Kannst du denn abends auch mal unterwegs sein?
Als Leistungssportler brauche ich schon meinen Schlaf. Nach der ersten Einheit morgens um sieben klemme ich mich meist hinter die Bücher und gehe danach wieder zum Training. Abends bleibe ich dann oft eher zu Hause. An den Wochenenden bin ich im Trainingslager.

Bleibt da noch Zeit für deine Freunde?
In letzter Zeit kaum. Aber nach den Spielen in London werde ich versuchen, wieder mehr Platz dafür in meinem Leben zu finden.

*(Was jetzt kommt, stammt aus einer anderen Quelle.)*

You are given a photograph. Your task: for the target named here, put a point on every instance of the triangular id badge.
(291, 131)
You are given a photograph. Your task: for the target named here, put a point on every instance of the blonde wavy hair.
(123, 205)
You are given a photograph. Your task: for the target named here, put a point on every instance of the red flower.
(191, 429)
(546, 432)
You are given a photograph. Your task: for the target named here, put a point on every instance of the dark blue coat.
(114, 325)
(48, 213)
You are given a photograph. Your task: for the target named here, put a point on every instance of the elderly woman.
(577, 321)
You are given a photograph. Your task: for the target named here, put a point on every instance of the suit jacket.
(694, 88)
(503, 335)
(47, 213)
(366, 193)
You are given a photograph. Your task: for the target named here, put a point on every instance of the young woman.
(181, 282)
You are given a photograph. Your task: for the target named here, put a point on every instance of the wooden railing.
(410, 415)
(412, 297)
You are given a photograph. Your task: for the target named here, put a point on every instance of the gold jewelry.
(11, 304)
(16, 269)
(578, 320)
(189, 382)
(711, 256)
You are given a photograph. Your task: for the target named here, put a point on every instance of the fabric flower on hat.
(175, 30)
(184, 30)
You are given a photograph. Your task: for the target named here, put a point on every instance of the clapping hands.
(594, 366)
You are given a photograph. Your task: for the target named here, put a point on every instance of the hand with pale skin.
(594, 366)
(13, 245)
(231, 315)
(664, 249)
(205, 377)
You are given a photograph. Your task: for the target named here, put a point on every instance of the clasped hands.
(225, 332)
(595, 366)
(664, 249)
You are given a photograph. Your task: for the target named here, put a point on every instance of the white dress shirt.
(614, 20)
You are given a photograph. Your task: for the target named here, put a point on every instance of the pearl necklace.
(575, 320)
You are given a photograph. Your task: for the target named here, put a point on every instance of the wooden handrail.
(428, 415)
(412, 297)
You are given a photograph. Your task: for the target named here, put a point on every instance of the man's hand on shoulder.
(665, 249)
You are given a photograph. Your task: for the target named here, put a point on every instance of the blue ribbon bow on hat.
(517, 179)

Die Olympischen Spiele sind für viele Sportler ein Lebenstraum. Gegen wie viele musstest du dich durchsetzen, um diesen Platz zu bekommen?
Ich muss mich jedes Jahr wieder für den Platz im Boot qualifizieren. Also habe ich mich so gegen 40 bis 50 andere Konkurrenten durchgesetzt. Aber über die Jahre entwickelt sich auch eine gewisse Konstanz.  

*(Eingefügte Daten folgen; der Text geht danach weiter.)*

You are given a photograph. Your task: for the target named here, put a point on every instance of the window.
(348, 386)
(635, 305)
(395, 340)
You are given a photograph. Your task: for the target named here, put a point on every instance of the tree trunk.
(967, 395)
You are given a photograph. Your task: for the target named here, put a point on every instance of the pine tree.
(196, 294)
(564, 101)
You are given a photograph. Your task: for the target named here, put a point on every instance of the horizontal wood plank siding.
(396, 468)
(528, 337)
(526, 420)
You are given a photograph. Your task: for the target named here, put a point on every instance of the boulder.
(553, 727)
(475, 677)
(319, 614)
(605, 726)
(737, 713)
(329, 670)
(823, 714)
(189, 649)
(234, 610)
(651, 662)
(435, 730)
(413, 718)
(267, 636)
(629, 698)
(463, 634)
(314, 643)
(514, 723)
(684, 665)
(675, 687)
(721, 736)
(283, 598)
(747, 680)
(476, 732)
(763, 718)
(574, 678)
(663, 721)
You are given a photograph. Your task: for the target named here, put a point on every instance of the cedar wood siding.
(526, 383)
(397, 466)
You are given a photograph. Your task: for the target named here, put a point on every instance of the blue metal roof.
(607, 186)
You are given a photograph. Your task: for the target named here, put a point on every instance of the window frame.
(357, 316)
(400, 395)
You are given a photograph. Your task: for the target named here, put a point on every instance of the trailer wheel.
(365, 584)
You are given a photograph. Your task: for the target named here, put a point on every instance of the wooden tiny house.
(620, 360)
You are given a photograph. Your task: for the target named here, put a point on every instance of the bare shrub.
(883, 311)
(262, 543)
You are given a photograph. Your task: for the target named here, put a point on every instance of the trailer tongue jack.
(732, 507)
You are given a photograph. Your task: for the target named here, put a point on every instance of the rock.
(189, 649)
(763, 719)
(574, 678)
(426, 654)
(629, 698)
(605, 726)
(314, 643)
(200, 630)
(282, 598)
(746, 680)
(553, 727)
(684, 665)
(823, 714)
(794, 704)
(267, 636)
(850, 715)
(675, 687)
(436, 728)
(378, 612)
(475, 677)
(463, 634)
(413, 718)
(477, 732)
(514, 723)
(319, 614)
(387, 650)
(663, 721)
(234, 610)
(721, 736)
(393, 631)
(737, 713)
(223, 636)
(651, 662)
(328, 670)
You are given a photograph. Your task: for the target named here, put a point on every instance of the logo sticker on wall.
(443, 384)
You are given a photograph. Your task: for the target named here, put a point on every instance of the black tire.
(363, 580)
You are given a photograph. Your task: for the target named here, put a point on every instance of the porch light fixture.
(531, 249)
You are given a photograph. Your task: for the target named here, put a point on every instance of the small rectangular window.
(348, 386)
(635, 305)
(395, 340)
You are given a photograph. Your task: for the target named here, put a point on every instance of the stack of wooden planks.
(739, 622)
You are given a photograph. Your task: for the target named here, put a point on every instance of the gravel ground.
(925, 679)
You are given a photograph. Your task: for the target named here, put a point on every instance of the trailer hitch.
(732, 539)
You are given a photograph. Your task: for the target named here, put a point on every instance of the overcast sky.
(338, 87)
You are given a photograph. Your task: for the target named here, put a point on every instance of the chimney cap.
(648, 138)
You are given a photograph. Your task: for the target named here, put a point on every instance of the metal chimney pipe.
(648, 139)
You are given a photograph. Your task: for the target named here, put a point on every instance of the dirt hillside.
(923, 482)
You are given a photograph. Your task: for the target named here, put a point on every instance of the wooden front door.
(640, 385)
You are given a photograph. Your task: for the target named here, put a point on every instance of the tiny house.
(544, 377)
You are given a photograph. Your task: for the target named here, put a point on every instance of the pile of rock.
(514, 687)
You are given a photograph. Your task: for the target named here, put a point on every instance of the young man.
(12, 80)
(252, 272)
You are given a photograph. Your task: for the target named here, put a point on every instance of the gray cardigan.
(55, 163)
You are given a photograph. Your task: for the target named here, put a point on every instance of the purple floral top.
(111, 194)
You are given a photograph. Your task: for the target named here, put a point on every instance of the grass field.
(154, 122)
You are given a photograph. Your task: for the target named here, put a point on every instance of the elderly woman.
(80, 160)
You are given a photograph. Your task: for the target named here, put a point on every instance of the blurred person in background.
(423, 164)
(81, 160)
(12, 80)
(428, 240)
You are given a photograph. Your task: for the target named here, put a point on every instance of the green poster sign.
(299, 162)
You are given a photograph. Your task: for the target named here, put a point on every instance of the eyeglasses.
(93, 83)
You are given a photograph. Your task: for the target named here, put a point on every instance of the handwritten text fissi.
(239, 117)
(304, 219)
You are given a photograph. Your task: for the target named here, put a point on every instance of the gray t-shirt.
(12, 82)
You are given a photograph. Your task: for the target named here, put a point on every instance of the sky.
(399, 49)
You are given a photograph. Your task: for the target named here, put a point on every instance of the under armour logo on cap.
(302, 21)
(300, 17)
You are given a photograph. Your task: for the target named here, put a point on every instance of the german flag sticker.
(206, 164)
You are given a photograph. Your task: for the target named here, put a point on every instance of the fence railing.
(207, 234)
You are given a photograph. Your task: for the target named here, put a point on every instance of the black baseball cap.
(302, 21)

Freust du dich auf Olympia?
Ich habe es noch gar nicht richtig begriffen. Meine Familie kommt mit nach London und alle freuen sich für mich. Aber dass ich wirklich zu den Olympischen Spielen fahre, ist unglaublich. Zudem war ich noch nie in London. Eigentlich verrückt.

Was ist dein Ziel in London?
Die beste Leistung abzurufen, die ich kann. Ich habe mir noch keine Gedanken darüber gemacht, dass ich wirklich eine Olympia-Medaille gewinnen könnte. Aber natürlich soll es Gold werden.